Lead Generation, DMPK and Physical Chemistry, AstraZeneca R&D Mölndal, SE-431 83 Mölndal, Sweden.
Curr Drug Metab. 2010 Sep;11(7):583-94. doi: 10.2174/138920010792927334.
The in vitro metabolic stability assays are indispensable for screening the metabolic liability of new chemical entities (NCEs) in drug discovery. Intrinsic clearance (CL(int)) values from liver microsomes and/or hepatocytes are frequently used to assess metabolic stability as well as to quantitatively predict in vivo hepatic plasma clearance (CL(H)). An often used approximation is the so called well-stirred model which has gained widespread use. The applications of the well-stirred model are typically dependent on several measured parameters and hence with potential for error-propagation. Despite widespread use, it was recently suggested that the well-stirred model in some circumstances has been misused for in vitro in vivo extrapolation (IVIVE). In this work, we follow up that discussion and present a retrospective analysis of IVIVE for hepatic clearance prediction from in vitro metabolic stability data. We focus on the impact of input parameters on the well stirred model; in particular comparing "reference model" (with all experimentally determined values as input parameters) versus simplified models (with incomplete input parameters in the models). Based on a systematic comparative analysis and model comparison using datasets of diverse drug-like compounds and NCEs from rat and human, we conclude that simplified models, disregarding binding data, may be sufficiently good for IVIVE evaluation and compound ranking at early stage for cost-effective screening. Factors that can influence prediction accuracy are discussed, including in vitro intrinsic clearance (CL(int)) and in vivo CL(int) scaling factor used, non-specific binding to microsomes (fu(m)), blood to plasma ratio (C(B)/C(P)) and in particular fraction unbound in plasma (fu).
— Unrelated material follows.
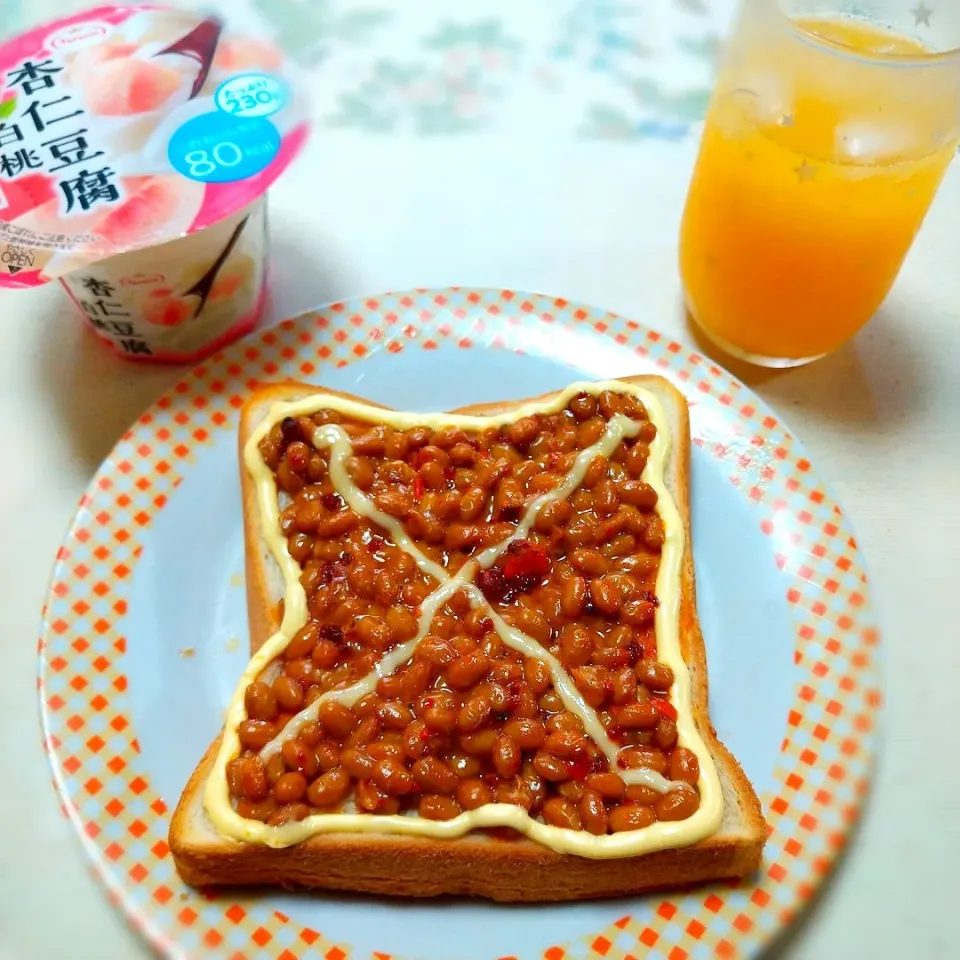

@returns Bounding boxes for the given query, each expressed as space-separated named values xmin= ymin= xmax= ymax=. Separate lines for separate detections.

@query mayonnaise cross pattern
xmin=204 ymin=381 xmax=723 ymax=858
In particular, the fu discrepancies between literature data and in-house values and between two different compound concentrations 1 and 10 µM are exemplified and its potential impact on prediction performance is demonstrated using a simulation example.
体外代谢稳定性测定对于筛选药物发现中新化学实体 (NCE) 的代谢不良性是不可或缺的。肝微粒体和/或肝细胞中的内在清除率 (CL(int)) 值常用于评估代谢稳定性以及定量预测体内肝血浆清除率 (CL(H))。常用的近似方法是所谓的充分混合模型,该模型已得到广泛应用。充分混合模型的应用通常依赖于几个测量参数,因此存在误差传播的可能性。尽管广泛使用,但最近有人建议,在某些情况下,充分混合模型被错误地用于体外体内外推 (IVIVE)。在这项工作中,我们跟进了这一讨论,并对基于体外代谢稳定性数据预测肝清除率的 IVIVE 进行了回顾性分析。我们重点关注输入参数对充分混合模型的影响;特别是比较“参考模型”(所有实验确定的值作为输入参数)与简化模型(模型中的输入参数不完整)。基于对来自大鼠和人类的不同类药性化合物和 NCE 的数据集进行系统的比较分析和模型比较,我们得出结论,简化模型,不考虑结合数据,对于 IVIVE 评估和化合物早期的排名可能足够好,以实现具有成本效益的筛选。讨论了可能影响预测准确性的因素,包括体外内在清除率 (CL(int)) 和体内 CL(int) 标度因子、对微粒体的非特异性结合 (fu(m))、血液与血浆比 (C(B)/C(P)) 以及特别是血浆中未结合部分 (fu)。特别是,说明了文献数据与内部值之间以及两种不同化合物浓度 1 和 10 µM 之间的 fu 差异,并使用模拟示例说明了其对预测性能的潜在影响。